The zeta potential, which provides important information about nanoparticle dispersion through the magnitude of the charge, reflects the mutual repulsion between particles. The particle sizes range from 100 to 1000 nm in diameter. The measured zeta potential of the AgNPs was − 12.44 mV (Fig. 11), preventing agglomeration and improving their stability in solution [35].

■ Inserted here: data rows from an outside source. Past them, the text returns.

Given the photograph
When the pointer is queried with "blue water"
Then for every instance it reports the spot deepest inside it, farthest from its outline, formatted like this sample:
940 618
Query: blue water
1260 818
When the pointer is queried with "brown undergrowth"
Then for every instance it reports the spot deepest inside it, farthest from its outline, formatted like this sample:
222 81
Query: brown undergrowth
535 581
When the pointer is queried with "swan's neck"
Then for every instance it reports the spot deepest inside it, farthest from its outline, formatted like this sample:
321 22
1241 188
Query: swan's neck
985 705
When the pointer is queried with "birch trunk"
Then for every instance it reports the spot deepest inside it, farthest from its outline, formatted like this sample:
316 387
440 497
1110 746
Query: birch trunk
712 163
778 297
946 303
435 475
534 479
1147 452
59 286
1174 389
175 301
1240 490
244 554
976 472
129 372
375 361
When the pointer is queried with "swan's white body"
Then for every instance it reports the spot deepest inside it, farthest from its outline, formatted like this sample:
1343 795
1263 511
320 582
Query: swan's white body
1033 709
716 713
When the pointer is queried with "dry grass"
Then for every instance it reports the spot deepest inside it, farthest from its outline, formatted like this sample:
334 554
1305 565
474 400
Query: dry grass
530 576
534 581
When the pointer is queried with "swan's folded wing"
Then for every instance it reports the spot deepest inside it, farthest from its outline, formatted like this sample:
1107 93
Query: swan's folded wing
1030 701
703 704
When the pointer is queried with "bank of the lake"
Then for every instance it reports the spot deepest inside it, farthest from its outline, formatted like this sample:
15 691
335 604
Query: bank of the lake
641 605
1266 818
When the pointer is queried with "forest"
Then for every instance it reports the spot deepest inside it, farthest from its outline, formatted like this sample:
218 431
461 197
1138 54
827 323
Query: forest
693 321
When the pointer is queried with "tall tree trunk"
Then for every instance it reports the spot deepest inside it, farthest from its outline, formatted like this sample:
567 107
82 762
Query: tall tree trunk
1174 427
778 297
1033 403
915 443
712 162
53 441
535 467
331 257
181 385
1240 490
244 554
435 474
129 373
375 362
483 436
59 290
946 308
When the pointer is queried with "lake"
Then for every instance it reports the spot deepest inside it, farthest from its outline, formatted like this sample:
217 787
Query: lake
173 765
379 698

The in vitro antibacterial potential of the synthesized AgNPs was examined against two types of selected human pathogenic microbes, namely, fungus (Candida albicans), gram-positive bacteria (Staphylococcus aureus and Bacillus subtilis), and gram-negative bacteria (Escherichia coli and Pseudomonas aeruginosa) (Table 1 and Fig. 12). The clear zones of inhibition around the discs impregnated with the biosynthesized AgNPs, plant extract, and erythromycin (positive control) are shown in Fig. 12. Erythromycin is a commonly used antibacterial agent against superficial and deep infections caused by human pathogens [45]. AgNPs exhibited superior antibacterial properties against all the test microbes, as evidenced by the calculated zones of inhibition (Table 1), which may be due to the synergistic effects of the bioactive capped nanoparticles. The structures that make up bacterial cells include proteins, DNA, and cell membranes. These structures contain phosphorus and sulfur. Since silver is a Lewis acid and these substances are Lewis bases, sulfur proteins and silver ions are attracted to each other electrostatically, which could be the antibacterial action mechanism of silver nanoparticles [46]. Therefore, AgNPs can bind to the cell wall and penetrate bacterial cells. The internalization of silver nanostructures disrupts respiratory function, inactivating respiratory enzymes and generating reactive oxygen species (ROS). This overproduction of ROS damages intercellular components, including DNA, lipids, and proteins. The destruction of the cellular membrane causes loss of cytoplasm, leading to cell death [33]. In addition, cell wall thickness affects how effectively different bacteria respond to silver nanoparticles. Compared with gram-positive bacteria such as S. aureus, which have a thicker cell wall, gram-negative E. coli have a thinner cell wall, making it more vulnerable to silver nanoparticle penetration [47]. In general, nanoparticles have a high surface area-to-volume ratio, which enables them to interact more with microbes than larger particles do, resulting in improved microbial activity [48].

The acquired antibacterial and antifungal results were significant because the p value was less than 0.05 (Table 2).